Stromal Vascular Fraction and Mesenchymal Stem Cells from Human Adipose Tissue: A Comparison of Immune Modulation and Angiogenic Potential

Tung Dang Xuan Tran; Viet Quoc Pham; Nhan Ngo-The Tran; Hoang Chau Ngo Dang; Nguyet Thi Anh Tran; Ngoc Bich Vu; Phuc Van Pham

doi:10.1007/5584_2022_708

Stromal Vascular Fraction and Mesenchymal Stem Cells from Human Adipose Tissue: A Comparison of Immune Modulation and Angiogenic Potential

Adv Exp Med Biol. 2022 Apr 8. doi: 10.1007/5584_2022_708. Online ahead of print.

Authors

Tung Dang Xuan Tran^{1

2}, Viet Quoc Pham^{3

4}, Nhan Ngo-The Tran^{4

5}, Hoang Chau Ngo Dang⁶, Nguyet Thi Anh Tran⁶, Ngoc Bich Vu^{3

4}, Phuc Van Pham^{3

4

5}

Affiliations

¹ NTT Hi-Tech Institute - Nguyen Tat Thanh University, Ho Chi Minh City, Viet Nam. drxuantung@gmail.com.
² Stem Cells Unit, Van Hanh Hospital, Ho Chi Minh City, Viet Nam. drxuantung@gmail.com.
³ Stem Cell Institute, University of Science Ho Chi Minh City, Ho Chi Minh City, Viet Nam.
⁴ Viet Nam National University Ho Chi Minh City, Ho Chi Minh City, Viet Nam.
⁵ Laboratory of Stem Cell Research and Application, University of Science Ho Chi Minh City, Ho Chi Minh City, Viet Nam.
⁶ Van Hanh Stem Cells Unit, Van Hanh Hospital, Ho Chi Minh City, Viet Nam.

PMID: 35389201
DOI: 10.1007/5584_2022_708

Abstract

Introduction: In recent years, both stromal vascular fraction (SVF) from adipose tissue and mesenchymal stem cells (MSC) from adipose tissues were extensively used in both preclinical and clinical treatment for various diseases. Some studies reported differences in treatment efficacy between SVFs and MSCs in animals as well as in humans. Therefore, this study is aimed to evaluate the immune modulation and angiogenic potential of SVFs and MSCs from the same SVF samples to support an explanation when SVFs or MSCs should be used.

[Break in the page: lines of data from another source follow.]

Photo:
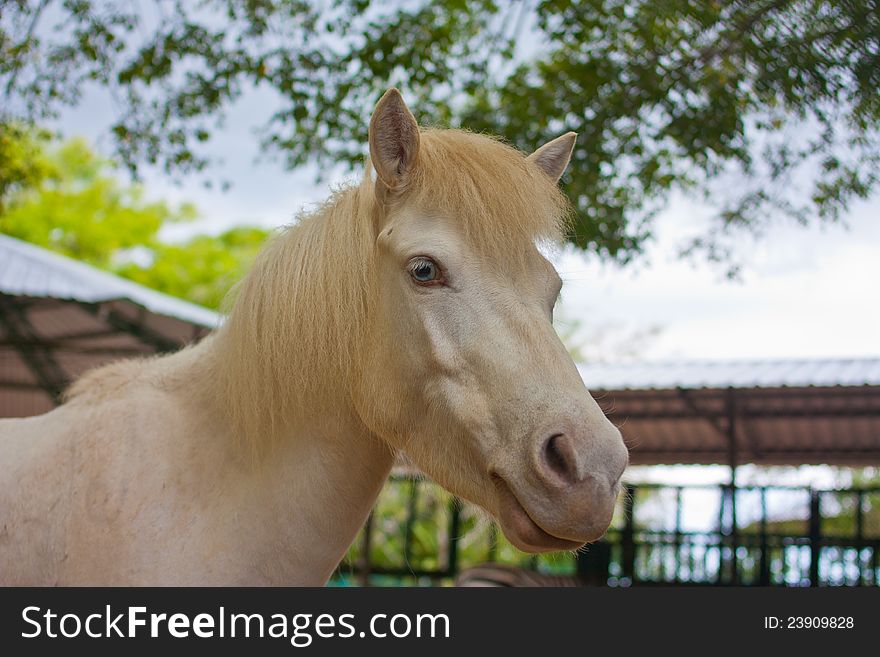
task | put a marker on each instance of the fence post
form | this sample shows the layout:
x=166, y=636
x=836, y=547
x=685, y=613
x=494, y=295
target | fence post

Methods: The adipose tissue samples from ten female donors with consent forms were collected. SVFs from these samples were isolated according to the published protocols. The existence of mesenchymal cells that positive with CD44, CD73, CD90, and CD105 and endothelial progenitor cells that positive with CD31 and CD34 was determined using flow cytometry. Three samples of SVFs with similar percentages of mesenchymal cell portion and endothelial progenitor cell portion were used to isolate MSCs. Obtained MSCs were confirmed as MSCs using the ISCT minimal criteria. To compare the immune modulation of SVF and MSCs, the mixed lymphocyte assay was used. The lymphocyte proliferation, as well as IFN-gamma and TNF-alpha concentrations, were determined. To compare the angiogenic potential, the angiogenesis in quail embryo assay was used. The angiogenesis efficacy was measured based on the vessel areas formed in the embryos after 7 days.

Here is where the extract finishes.